The change in attitude of the farmers from demanding HYVs to traditional seeds has triggered many programmes, spearheaded by various movements across the country, to revive such seeds insitu. A new wave of revival is spreading across, where traditional varieties of seeds are not only being conserved, but also work on farm-level characterisation, purification and improvements are showing good results. In some of these movements, even scientists from the establishments have joined hands with such farmers’ networks.

It is in this changing scenario that one needs to look at the proposed Seed Bill which does not take in to consideration this aspect at all. Any new law related to seeds should consider the enabling of this farmer and civil society effort at the village level to revive and conserve seeds and to recognise farmers as the breeders. Farmers are eventually the vehicles that must carry on this tradition of producing, conserving, multiplying and evolving so that down the generation, farming survives on the strength gained within the system rather that from outside supported by highly intensive seed production industry. Literally, there should be a bottom up approach in seed development.

Another aspect is that many states are now aiming at developing a sustainable agriculture system which is environment and farmer friendly. Experience shows that traditional varieties are more suited to this system of agriculture where the aim is to improve farm productivity along with income of farmers.. One of the main problem faced by the state governments is that they are unable to predict the problems in farming which occur due to seeds since farmers use different kinds of seeds, based on whatever is available in the market and this is leading to economic loss and ultimately loss of food security. This is very important while also considering the unpredictable climatic pattern experienced in the country. State agriculture universities should be encouraged to conduct participatory research with farmers using traditional varieties.

Moreover, there is an expanding safe food movement in the country and a large number of consumers are opting for traditional food. Some of the researches have shown that traditional varieties are nutrient rich and can help develop immunity to many chronic diseases. The organic markets in the country have already started selling such produce, and there is an increasing demand.

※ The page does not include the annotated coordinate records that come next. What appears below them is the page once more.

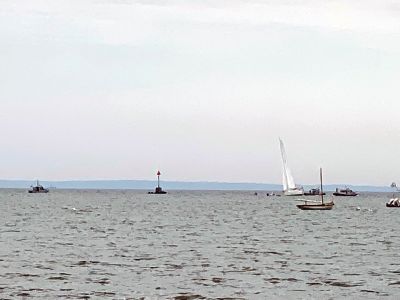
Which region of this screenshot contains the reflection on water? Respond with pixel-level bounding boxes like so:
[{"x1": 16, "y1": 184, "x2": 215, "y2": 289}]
[{"x1": 0, "y1": 190, "x2": 400, "y2": 299}]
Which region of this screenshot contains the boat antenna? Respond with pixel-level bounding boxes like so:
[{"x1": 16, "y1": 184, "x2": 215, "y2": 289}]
[{"x1": 319, "y1": 168, "x2": 324, "y2": 203}]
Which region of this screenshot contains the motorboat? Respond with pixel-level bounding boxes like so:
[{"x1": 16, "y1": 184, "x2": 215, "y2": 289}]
[{"x1": 333, "y1": 188, "x2": 358, "y2": 197}]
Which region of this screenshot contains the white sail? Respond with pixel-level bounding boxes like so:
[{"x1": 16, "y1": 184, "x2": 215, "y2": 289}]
[{"x1": 279, "y1": 139, "x2": 303, "y2": 195}]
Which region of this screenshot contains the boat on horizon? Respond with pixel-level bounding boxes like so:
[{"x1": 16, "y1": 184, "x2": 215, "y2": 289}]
[
  {"x1": 304, "y1": 188, "x2": 326, "y2": 196},
  {"x1": 279, "y1": 139, "x2": 304, "y2": 196},
  {"x1": 28, "y1": 180, "x2": 49, "y2": 194},
  {"x1": 148, "y1": 171, "x2": 167, "y2": 194},
  {"x1": 386, "y1": 182, "x2": 400, "y2": 207},
  {"x1": 333, "y1": 187, "x2": 358, "y2": 197},
  {"x1": 296, "y1": 168, "x2": 334, "y2": 210}
]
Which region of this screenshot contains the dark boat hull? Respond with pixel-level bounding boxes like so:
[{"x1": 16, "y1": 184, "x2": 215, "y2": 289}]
[
  {"x1": 297, "y1": 202, "x2": 334, "y2": 210},
  {"x1": 386, "y1": 203, "x2": 400, "y2": 208},
  {"x1": 333, "y1": 192, "x2": 358, "y2": 197},
  {"x1": 304, "y1": 192, "x2": 326, "y2": 196}
]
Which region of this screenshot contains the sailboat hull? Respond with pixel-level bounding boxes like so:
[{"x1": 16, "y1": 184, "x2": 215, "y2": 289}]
[{"x1": 283, "y1": 189, "x2": 304, "y2": 196}]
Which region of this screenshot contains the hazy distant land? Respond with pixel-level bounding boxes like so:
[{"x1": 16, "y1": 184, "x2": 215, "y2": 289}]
[{"x1": 0, "y1": 180, "x2": 393, "y2": 192}]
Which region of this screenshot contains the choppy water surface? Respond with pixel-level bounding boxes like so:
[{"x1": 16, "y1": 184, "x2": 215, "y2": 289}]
[{"x1": 0, "y1": 190, "x2": 400, "y2": 299}]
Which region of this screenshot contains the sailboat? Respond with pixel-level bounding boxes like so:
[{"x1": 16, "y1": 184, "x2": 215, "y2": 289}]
[
  {"x1": 279, "y1": 139, "x2": 304, "y2": 196},
  {"x1": 297, "y1": 168, "x2": 334, "y2": 210},
  {"x1": 28, "y1": 180, "x2": 49, "y2": 194}
]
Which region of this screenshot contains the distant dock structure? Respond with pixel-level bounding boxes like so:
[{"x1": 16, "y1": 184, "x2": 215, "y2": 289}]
[{"x1": 148, "y1": 171, "x2": 167, "y2": 194}]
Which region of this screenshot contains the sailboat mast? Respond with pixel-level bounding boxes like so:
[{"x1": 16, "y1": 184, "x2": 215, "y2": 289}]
[{"x1": 319, "y1": 168, "x2": 324, "y2": 203}]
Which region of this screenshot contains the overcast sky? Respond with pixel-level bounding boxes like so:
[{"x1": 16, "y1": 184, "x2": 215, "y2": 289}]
[{"x1": 0, "y1": 0, "x2": 400, "y2": 185}]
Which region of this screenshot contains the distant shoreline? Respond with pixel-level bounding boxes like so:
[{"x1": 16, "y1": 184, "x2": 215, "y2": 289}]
[{"x1": 0, "y1": 180, "x2": 393, "y2": 192}]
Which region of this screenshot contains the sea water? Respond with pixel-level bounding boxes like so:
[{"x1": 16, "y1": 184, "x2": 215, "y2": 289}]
[{"x1": 0, "y1": 190, "x2": 400, "y2": 299}]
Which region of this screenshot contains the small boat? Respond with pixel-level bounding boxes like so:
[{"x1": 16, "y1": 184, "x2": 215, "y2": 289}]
[
  {"x1": 386, "y1": 182, "x2": 400, "y2": 207},
  {"x1": 333, "y1": 188, "x2": 358, "y2": 197},
  {"x1": 386, "y1": 198, "x2": 400, "y2": 207},
  {"x1": 296, "y1": 168, "x2": 334, "y2": 210},
  {"x1": 304, "y1": 188, "x2": 326, "y2": 196},
  {"x1": 279, "y1": 139, "x2": 304, "y2": 196},
  {"x1": 28, "y1": 180, "x2": 49, "y2": 194},
  {"x1": 148, "y1": 171, "x2": 167, "y2": 194}
]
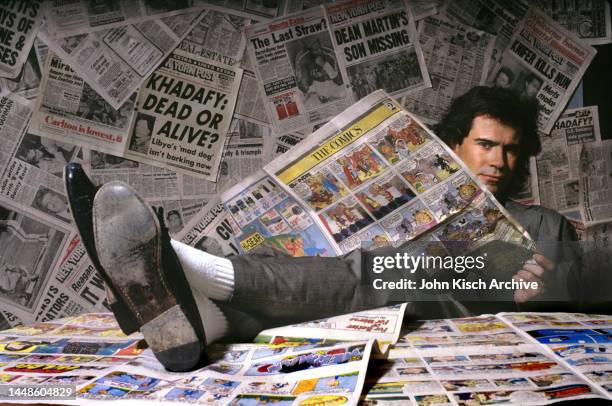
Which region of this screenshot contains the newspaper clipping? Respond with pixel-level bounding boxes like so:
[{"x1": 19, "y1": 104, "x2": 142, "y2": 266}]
[
  {"x1": 488, "y1": 7, "x2": 596, "y2": 134},
  {"x1": 245, "y1": 7, "x2": 352, "y2": 135},
  {"x1": 46, "y1": 0, "x2": 203, "y2": 38},
  {"x1": 580, "y1": 140, "x2": 612, "y2": 227},
  {"x1": 326, "y1": 0, "x2": 431, "y2": 101},
  {"x1": 402, "y1": 14, "x2": 495, "y2": 124},
  {"x1": 39, "y1": 11, "x2": 203, "y2": 109},
  {"x1": 536, "y1": 106, "x2": 601, "y2": 218},
  {"x1": 0, "y1": 0, "x2": 43, "y2": 79}
]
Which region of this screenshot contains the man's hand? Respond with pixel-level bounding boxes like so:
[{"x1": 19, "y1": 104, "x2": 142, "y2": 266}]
[{"x1": 512, "y1": 253, "x2": 555, "y2": 303}]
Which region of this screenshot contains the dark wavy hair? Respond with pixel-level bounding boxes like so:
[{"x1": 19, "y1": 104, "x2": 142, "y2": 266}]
[{"x1": 434, "y1": 86, "x2": 542, "y2": 196}]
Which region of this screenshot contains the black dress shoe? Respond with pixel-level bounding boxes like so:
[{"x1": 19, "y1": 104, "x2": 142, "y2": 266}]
[
  {"x1": 93, "y1": 182, "x2": 206, "y2": 371},
  {"x1": 64, "y1": 162, "x2": 138, "y2": 335}
]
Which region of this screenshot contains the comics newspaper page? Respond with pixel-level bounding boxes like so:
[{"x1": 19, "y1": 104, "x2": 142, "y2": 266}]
[
  {"x1": 500, "y1": 313, "x2": 612, "y2": 398},
  {"x1": 260, "y1": 92, "x2": 532, "y2": 253},
  {"x1": 38, "y1": 11, "x2": 203, "y2": 109},
  {"x1": 532, "y1": 0, "x2": 612, "y2": 45},
  {"x1": 326, "y1": 0, "x2": 431, "y2": 101},
  {"x1": 0, "y1": 313, "x2": 372, "y2": 405},
  {"x1": 254, "y1": 303, "x2": 406, "y2": 353},
  {"x1": 245, "y1": 7, "x2": 352, "y2": 135},
  {"x1": 402, "y1": 13, "x2": 495, "y2": 124},
  {"x1": 580, "y1": 140, "x2": 612, "y2": 227},
  {"x1": 45, "y1": 0, "x2": 203, "y2": 38},
  {"x1": 0, "y1": 0, "x2": 43, "y2": 79},
  {"x1": 536, "y1": 106, "x2": 601, "y2": 219},
  {"x1": 487, "y1": 7, "x2": 597, "y2": 134}
]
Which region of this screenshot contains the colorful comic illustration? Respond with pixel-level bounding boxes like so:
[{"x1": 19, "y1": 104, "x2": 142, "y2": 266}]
[
  {"x1": 355, "y1": 175, "x2": 415, "y2": 219},
  {"x1": 319, "y1": 197, "x2": 374, "y2": 242},
  {"x1": 288, "y1": 169, "x2": 348, "y2": 211},
  {"x1": 380, "y1": 199, "x2": 438, "y2": 242},
  {"x1": 398, "y1": 142, "x2": 461, "y2": 193},
  {"x1": 421, "y1": 172, "x2": 482, "y2": 221},
  {"x1": 330, "y1": 144, "x2": 387, "y2": 190}
]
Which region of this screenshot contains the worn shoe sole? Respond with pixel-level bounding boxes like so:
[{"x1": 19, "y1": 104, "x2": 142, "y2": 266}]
[{"x1": 93, "y1": 182, "x2": 204, "y2": 371}]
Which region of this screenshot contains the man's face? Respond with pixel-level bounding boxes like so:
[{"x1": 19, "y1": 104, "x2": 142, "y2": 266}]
[{"x1": 453, "y1": 116, "x2": 519, "y2": 195}]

Seed is also food, not only for human beings but also other beings as well whose life is also dependent on us unfortunately since most of them live outside protected areas like sanctuaries . The loss of agro bio diversity will impact their existence also leading to a total imbalance in the agro ecosystem.

The Government has a moral right to ensure adequate quantity of good quality seeds to farmers at regulated prices. For that

1) Government to primarily encourage Farmer level seed production of traditional locally specific seeds instead of subsidizing hybrid seeds

2) Seed is not a commodity, but the basis for food security and national sovereignty

3) Seed development should be location specific, and resilient to local conditions, including pests and diseases.

4) Ensure protection of Seed diversity and heritage.

5) Recognise farmer-breeders and support them rather than the private seed industry.

6) Monopoly and IPR-based restrictions should not be allowed.